Journal of Neuroscience, Vol 4, 611-626, Copyright © 1984 by Society for Neuroscience
Serotonin-induced protein phosphorylation in a lobster neuromuscular preparation
MF Goy, TL Schwarz and EA Kravitz
Three substances believed to be neurohormones in the lobster-- serotonin,
octopamine, and proctolin--can modulate the physiology of the dactyl opener
muscle of the lobster walking leg. All three act directly on muscle fibers
to cause long-lasting contractures. In addition, serotonin enhances the
release of transmitter from the excitatory and inhibitory axons that
innervate the muscle. We now report that serotonin, applied to intact
nerve-muscle preparations, increases the phosphorylation of a soluble
29,000-dalton protein by as much as 20-fold. In two respects the
phosphorylation parallels the physiological effects of serotonin: both have
a slow time course, and both are caused by low concentrations of serotonin
(thresholds of approximately 10(-8) M). The 29,000-dalton protein is
present in many lobster tissues, including thoracic ganglia, gills, and
several different muscles. This suggests that the phosphorylation
participates in some aspect of metabolism common to many types of cells,
rather than in an activity unique to nerve or muscle. The function of the
phosphorylated protein remains unknown. Several lines of evidence suggest
that the phosphorylation is mediated by a cyclic nucleotide, probably
cyclic AMP. (1) Adding cyclic AMP or cyclic GMP to nerve- muscle
homogenates leads to the phosphorylation. (2) Adding 8-Br-cyclic AMP or
8-Br-cyclic GMP to intact preparations leads to the phosphorylation. (3) In
intact tissue, forskolin, an adenylate cyclase activator, and
isobutylmethylxanthine, a phosphodiesterase inhibitor, increase cyclic AMP
and cyclic GMP and also cause the phosphorylation. (4) Serotonin increases
cyclic AMP in intact preparations. (5) RMI 12,330A, which blocks the
serotonin-induced cyclic AMP increase, also blocks the phosphorylation. (6)

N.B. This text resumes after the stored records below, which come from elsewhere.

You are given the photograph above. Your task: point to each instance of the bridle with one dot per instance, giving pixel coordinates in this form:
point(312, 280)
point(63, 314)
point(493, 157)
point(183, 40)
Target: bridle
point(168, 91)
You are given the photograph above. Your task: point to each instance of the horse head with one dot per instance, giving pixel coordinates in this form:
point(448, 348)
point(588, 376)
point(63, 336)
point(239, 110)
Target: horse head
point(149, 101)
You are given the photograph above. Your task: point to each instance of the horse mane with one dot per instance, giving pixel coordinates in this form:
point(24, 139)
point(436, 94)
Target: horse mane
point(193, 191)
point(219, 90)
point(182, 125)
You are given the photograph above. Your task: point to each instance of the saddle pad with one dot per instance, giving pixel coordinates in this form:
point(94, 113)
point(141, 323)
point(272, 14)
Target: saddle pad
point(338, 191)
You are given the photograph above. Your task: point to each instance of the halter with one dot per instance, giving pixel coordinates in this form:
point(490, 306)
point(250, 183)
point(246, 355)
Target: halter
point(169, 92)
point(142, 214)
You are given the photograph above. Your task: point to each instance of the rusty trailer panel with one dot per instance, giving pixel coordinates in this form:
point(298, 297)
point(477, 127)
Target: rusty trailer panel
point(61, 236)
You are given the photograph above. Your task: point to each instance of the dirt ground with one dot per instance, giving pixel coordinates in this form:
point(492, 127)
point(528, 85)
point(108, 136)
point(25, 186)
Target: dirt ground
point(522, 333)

Serotonin has no detectable effect on cyclic GMP. This suggests that cyclic
AMP, and not cyclic GMP, is the second messenger that mediates
phosphorylation in vivo. In contrast, calcium is not likely to mediate the
phosphorylation. Agents that block calcium channels do not block the
serotonin-induced phosphorylation, and agents that increase sarcoplasmic
calcium do not cause it. Furthermore, calcium does not induce the
phosphorylation in a homogenate. One of the other modulators, proctolin,
does not increase cyclic AMP or cause the phosphorylation even at
concentrations 10(6)- fold greater than the hormone's threshold for
producing contractures. The third modulator, octopamine, causes small
increases in cyclic AMP and is a weak agonist of the phosphorylation.
Neither proctolin nor octopamine alters cyclic GMP levels.